But we can get fairly close by measuring the time span and adjusting the sleep delay. Python 3.3+ provides time.perf_counter , which is supposed to be pretty good at measuring time intervals, although the exact precision depends on your OS and hardware.
Here's a simple demo that just prints the difference between the requested and the measured time delay for each tick. The initial outputs are a bit sloppy, but it soon settles down to giving ticks that are within 10 microseconds of the requested interval. However, playing a sound takes more system resources than printing to the terminal, and that may impact the precision of this technique. For best results, minimize the task load on your machine, especially if it's single core.
I've set the delay here to 0.2 seconds = 300 bpm.
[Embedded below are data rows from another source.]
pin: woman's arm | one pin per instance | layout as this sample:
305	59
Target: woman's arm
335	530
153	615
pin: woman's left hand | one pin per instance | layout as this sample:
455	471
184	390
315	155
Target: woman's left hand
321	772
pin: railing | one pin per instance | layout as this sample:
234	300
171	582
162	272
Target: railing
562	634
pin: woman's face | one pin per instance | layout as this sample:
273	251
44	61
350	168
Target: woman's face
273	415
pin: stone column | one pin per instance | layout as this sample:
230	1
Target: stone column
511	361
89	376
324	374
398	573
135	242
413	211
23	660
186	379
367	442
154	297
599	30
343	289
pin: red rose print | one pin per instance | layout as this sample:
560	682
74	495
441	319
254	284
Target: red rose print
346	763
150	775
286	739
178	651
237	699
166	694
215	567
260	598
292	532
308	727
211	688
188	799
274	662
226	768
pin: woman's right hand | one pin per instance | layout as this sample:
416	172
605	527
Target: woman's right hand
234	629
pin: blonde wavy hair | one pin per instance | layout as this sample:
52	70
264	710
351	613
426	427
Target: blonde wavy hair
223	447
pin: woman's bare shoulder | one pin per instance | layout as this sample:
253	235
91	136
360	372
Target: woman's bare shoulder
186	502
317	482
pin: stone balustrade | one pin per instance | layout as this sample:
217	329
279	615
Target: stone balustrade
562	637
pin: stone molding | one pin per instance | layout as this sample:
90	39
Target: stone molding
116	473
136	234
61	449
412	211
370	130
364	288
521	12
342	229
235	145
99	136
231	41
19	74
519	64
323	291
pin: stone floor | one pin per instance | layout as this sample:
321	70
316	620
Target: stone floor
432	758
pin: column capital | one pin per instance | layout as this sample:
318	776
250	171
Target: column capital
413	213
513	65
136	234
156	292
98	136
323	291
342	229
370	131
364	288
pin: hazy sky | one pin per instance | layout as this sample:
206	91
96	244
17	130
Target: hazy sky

Slower beat rates may give less precision because there's more time during each sleep cycle for the CPU to do other tasks that may cause the sleep to be a little longer than requested.
from time import sleep, perf_counter
delay = d = 0.2
print(60 / delay, 'bpm')
prev = perf_counter()
for i in range(20):
sleep(d)
t = perf_counter()
delta = t - prev - delay
print('{:+.9f}'.format(delta))
d -= delta
prev = t
typical output
300.0 bpm
+0.000262488
+0.000151862
-0.000019085
-0.000011358
+0.000023078
-0.000015817
-0.000004357
+0.000009283
-0.000012252
+0.000020515
-0.000009061
+0.000003249
-0.000011482
+0.000029230
+0.000001554
-0.000023614
-0.000003286
+0.000000127
-0.000003732
+0.000016311
These results are from an old single core 32 bit 2GHz machine running Linux, YMMV.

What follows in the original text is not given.